Prenant ici le relais de l'ancien IEJ, serait ici encore poursuivi l'objectif spécifique d'améliorer l’accès à l’emploi de tous les demandeurs d’emploi, notamment des jeunes et des chômeurs de longue durée, et des personnes inactives, promouvoir l’emploi indépendant et l’économie sociale (OS1), via le renforcement de l'alternance.

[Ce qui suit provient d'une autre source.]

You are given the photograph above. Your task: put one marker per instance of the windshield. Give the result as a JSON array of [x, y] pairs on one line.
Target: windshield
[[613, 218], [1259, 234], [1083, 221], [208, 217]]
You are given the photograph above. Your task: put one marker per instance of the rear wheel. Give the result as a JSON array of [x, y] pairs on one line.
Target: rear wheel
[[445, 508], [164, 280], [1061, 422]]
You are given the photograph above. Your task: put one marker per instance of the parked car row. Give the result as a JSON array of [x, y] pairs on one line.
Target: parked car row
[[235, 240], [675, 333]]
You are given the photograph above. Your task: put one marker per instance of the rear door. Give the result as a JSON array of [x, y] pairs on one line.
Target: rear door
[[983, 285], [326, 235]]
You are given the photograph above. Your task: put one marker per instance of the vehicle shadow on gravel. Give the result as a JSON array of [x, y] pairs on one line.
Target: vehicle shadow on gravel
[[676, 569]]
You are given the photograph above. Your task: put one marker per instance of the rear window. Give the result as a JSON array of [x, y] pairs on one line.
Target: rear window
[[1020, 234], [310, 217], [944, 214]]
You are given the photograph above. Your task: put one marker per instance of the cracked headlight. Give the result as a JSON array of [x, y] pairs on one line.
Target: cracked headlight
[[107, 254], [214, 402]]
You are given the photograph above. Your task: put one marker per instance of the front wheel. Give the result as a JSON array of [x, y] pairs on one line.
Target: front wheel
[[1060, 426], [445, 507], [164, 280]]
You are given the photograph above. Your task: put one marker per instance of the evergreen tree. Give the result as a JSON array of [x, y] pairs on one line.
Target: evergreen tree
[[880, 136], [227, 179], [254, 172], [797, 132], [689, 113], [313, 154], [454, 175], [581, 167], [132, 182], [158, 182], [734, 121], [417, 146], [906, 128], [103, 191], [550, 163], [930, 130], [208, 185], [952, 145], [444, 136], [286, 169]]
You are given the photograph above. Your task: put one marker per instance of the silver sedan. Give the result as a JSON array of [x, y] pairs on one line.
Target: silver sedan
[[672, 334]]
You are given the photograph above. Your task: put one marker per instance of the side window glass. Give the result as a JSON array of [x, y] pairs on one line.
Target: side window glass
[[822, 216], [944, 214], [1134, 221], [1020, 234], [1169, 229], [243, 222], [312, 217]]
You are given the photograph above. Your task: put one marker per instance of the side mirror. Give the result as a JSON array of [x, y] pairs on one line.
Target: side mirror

Quatrième priorité : appuyer les entreprises dans l’anticipation et la gestion des mutations économiques, développer les compétences des salariés et la qualité de vie au travail et l’égalité professionnelle

Deux objectifs spécifiques sont ici poursuivis :
• promouvoir l’apprentissage tout au long de la vie, notamment les possibilités de perfectionnement professionnel et de requalification flexibles pour tous en tenant compte des compétences numériques, mieux anticiper les changements et les nouvelles exigences en matière de compétences fondées sur les besoins du marché du travail, faciliter les transitions professionnelles et promouvoir la mobilité professionnelle (OS6), via des actions visant à accompagner notamment les mutations liées aux transitions écologiques et numérique et la formation continue des actifs occupés ;
• promouvoir la participation des femmes au marché du travail, un meilleur équilibre entre travail et vie privée, y compris l’accès à des services de garde d’enfants, un environnement de travail sain, bien adapté et équipé contre les risques pour la santé, l’adaptation des travailleurs, des entreprises et des chefs d’entreprise au changement et au vieillissement actif et en bonne santé (OS3), via des actions visant à l'égalité professionnelle et à améliorer la qualité de vie au travail.

La version finalisée du programme, en cours d'élaboration, devrait être transmise dans les prochains jours à la Commission, pour adoption définitive.